Even children weren’t spared the propaganda: they were used to spread the message of a heroic war and to play down the suffering of those fighting. 

Herbert Rikli from Bern published a book in Stuttgart, Hurra! Ein Kriegs-BilderbuchExternal link (Hurray! A war picture book) about a child who dreams he is fighting in the war (for the Germans) like his father. 

On the other side, Charlotte Schaller-Mouillot from Fribourg wrote Histoire d’un brave petit soldatExternal link (Story of a brave little soldier), which also infantilised the conflict. The Gazette de Lausanne recommended the “by turns valiant, sad and amusing adventure”. 

So who won the propaganda war in Switzerland? “The winner was the one who won militarily – you cannot hide a defeat, that’s not possible,” Elsig said. 

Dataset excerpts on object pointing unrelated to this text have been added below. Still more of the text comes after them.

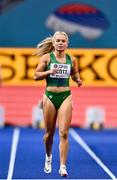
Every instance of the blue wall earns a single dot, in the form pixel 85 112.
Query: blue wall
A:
pixel 23 25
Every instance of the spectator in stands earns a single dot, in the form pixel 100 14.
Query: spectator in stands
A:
pixel 0 74
pixel 56 67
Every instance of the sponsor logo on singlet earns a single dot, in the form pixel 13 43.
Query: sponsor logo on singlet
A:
pixel 62 70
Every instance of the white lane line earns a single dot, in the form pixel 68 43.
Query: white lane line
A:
pixel 91 153
pixel 15 140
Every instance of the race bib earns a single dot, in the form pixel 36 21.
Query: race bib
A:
pixel 63 70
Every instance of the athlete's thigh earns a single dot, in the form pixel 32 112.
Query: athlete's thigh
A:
pixel 65 113
pixel 49 113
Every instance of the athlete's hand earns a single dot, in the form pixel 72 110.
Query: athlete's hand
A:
pixel 53 71
pixel 79 82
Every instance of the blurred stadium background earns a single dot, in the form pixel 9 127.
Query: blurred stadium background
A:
pixel 92 28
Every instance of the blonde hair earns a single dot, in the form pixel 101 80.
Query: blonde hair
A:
pixel 46 46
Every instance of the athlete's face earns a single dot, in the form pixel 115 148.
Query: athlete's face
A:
pixel 60 42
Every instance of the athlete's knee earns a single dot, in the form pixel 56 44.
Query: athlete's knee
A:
pixel 48 137
pixel 63 134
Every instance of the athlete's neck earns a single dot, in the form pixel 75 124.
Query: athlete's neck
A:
pixel 59 54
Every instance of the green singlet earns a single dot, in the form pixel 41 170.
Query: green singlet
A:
pixel 61 78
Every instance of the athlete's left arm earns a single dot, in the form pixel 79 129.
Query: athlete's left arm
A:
pixel 74 72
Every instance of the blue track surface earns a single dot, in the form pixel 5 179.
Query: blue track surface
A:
pixel 29 158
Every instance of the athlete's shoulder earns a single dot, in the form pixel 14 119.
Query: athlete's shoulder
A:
pixel 45 58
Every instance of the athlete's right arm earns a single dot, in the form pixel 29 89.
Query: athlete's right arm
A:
pixel 40 72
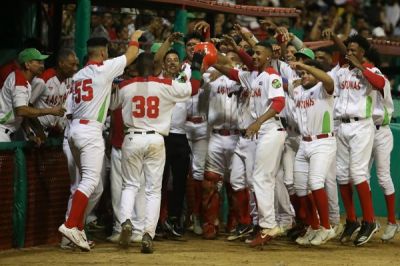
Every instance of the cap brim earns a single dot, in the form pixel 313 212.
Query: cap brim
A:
pixel 42 57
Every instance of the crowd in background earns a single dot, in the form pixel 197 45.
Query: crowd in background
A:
pixel 371 19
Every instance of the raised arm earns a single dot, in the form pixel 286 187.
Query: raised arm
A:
pixel 159 56
pixel 133 48
pixel 319 74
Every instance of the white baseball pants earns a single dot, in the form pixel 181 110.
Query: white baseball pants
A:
pixel 354 148
pixel 270 144
pixel 143 159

“But during the war it was harder for the Germans. They invaded Belgium and it was really hard to make this fact disappear because Switzerland was also neutral and [the invasion] was against the international rules of war.”

The exhibition

“In the fire of propaganda: Switzerland and the First World War” is the first joint production between Bern’s Museum for Communication and the Swiss National Library, is in German and French and runs until November 9. 

It focuses on the propaganda war and the splits that divided Switzerland during the First World War. 

The 200 or so exhibits all come, with only a few exceptions, from the collections of both institutions. Almost all are originals and include newspapers and magazines, posters and postcards, photographs and graphics, leaflets and dispatches, manuscripts, books and films.